ReversedQ: Opportunities for Faster Q-Learning in Episodic Online Reinforcement Learning
For researchers in model-free RL, this work offers practical modifications to improve sample efficiency in episodic MDPs, though the improvements are demonstrated only in small-scale environments.
The paper identifies three opportunities for faster Q-learning in episodic online RL and proposes ReversedQ, which improves scaled mean cumulative reward from 9.53% to 78.78% in BDCL and from 21.76% to 61.81% in a chain MDP compared to RandomizedQ.

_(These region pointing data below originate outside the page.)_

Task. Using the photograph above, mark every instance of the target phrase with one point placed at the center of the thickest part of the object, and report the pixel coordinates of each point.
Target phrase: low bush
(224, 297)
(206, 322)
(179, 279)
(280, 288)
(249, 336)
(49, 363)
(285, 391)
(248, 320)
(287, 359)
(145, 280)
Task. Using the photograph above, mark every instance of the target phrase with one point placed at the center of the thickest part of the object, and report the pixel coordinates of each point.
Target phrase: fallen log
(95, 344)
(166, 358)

We study model-free Q-learning in finite-horizon episodic Markov Decision Processes (MDPs) with stationary dynamics across episodes. We identify a central issue in nascent model-free posterior-sampling works: the reliance on delayed learning in order to prove theoretical guarantees. In particular, we identify three opportunities for faster learning - (i) value-function update order, (ii) update frequencies, and (iii) value-function initialization. Using Wang et al.'s RandomizedQ as a basis, we illustrate these changes and their individual (as well as cumulative) impact in multiple empirical studies. We find that our combined modifications, termed ReversedQ, improve scaled mean cumulative reward compared to RandomizedQ, from 9.53% to 78.78% in the Bidirectional Diabolical Combination Lock (BDCL), and from 21.76% to 61.81% in a chain MDP.